Chyba poruszyła wczoraj ten temat... ale nie była pewna. A już na pewno nie pamiętała tego czy on się jakoś odniósł. Jeśli w ogóle zrozumiał cokolwiek z jej bełkotu.

Nie mogła w nieskończoność uciekać. Musiała w końcu stanąć przed nim i postawić wszystko na jedną kartę.

Dźwignęła się z jękiem i zorientowała się, że ciągle była we wczorajszej sukience. Potrzebowała prysznica. I czegoś wygodniejszego niż stringi wżynające jej się w pośladki.
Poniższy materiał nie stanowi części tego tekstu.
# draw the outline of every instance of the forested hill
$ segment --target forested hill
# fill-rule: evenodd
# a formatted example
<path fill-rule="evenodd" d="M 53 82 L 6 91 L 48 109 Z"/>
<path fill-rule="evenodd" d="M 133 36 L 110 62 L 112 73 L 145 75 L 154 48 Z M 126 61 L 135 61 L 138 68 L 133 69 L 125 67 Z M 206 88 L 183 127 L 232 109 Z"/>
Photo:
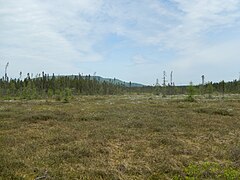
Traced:
<path fill-rule="evenodd" d="M 86 76 L 85 76 L 86 77 Z M 143 87 L 143 84 L 134 83 L 134 82 L 125 82 L 116 78 L 103 78 L 101 76 L 90 76 L 90 79 L 95 79 L 99 82 L 108 82 L 117 85 L 124 85 L 125 87 Z"/>
<path fill-rule="evenodd" d="M 77 77 L 79 75 L 69 75 L 69 76 L 65 76 L 65 77 L 69 77 L 69 78 L 72 78 L 74 79 L 75 77 Z M 63 75 L 58 75 L 56 77 L 63 77 Z M 89 80 L 96 80 L 100 83 L 103 83 L 103 82 L 106 82 L 106 83 L 111 83 L 111 84 L 114 84 L 114 85 L 121 85 L 121 86 L 124 86 L 124 87 L 144 87 L 145 85 L 143 84 L 140 84 L 140 83 L 135 83 L 135 82 L 126 82 L 126 81 L 122 81 L 120 79 L 116 79 L 116 78 L 104 78 L 104 77 L 101 77 L 101 76 L 91 76 L 91 75 L 81 75 L 81 77 L 83 79 L 89 79 Z"/>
I właśnie, gdy po dwóch tabletkach przeciwbólowych, czysta i odświeżona, stawała przed lustrem w łazience usłyszała dźwięk przychodzącej wiadomości. W pierwszej chwili przeszło jej przez myśl, że może to on się niecierpliwił, ale nie było jeszcze nawet jedenastej.

Otworzyła SMS-a, a przez jej ciało przeszedł chłód.

To Karski. Wzywał ją do siebie w trybie natychmiastowym.

Co się stało? Coś zawaliła? A może wczoraj tak się upiła, że powiedziała gdzieś o kilka słów za dużo? Ale Pol by jej nie pozwolił, a przecież był z nią, gdy zaczęła przesadzać z drinkami.

Rozmowa z Robertem musiała poczekać. Najpierw była zmuszona spotkać z psychopatycznym diabłem.

Drżąc na całym ciele ubierała się w pośpiechu i jednocześnie wzywała taksówkę. Jak mogła być tak naiwna, żeby pomyśleć, że da sobie radę bez niego? Gdy przypomniała sobie jak właziła po rynnie do tej łazienki w restauracji, zrobiło jej się słabo. Coś musiała zawalić. Karski nie wzywał swoich ludzi bez powodu.

Co będzie dalej? Zabije ją? Upomni?

Nie, spokojnie, przecież mogło chodzić o coś innego, prawda? Mogło... A przecież nie wezwał jej do siedziby, ale do swojej rezydencji.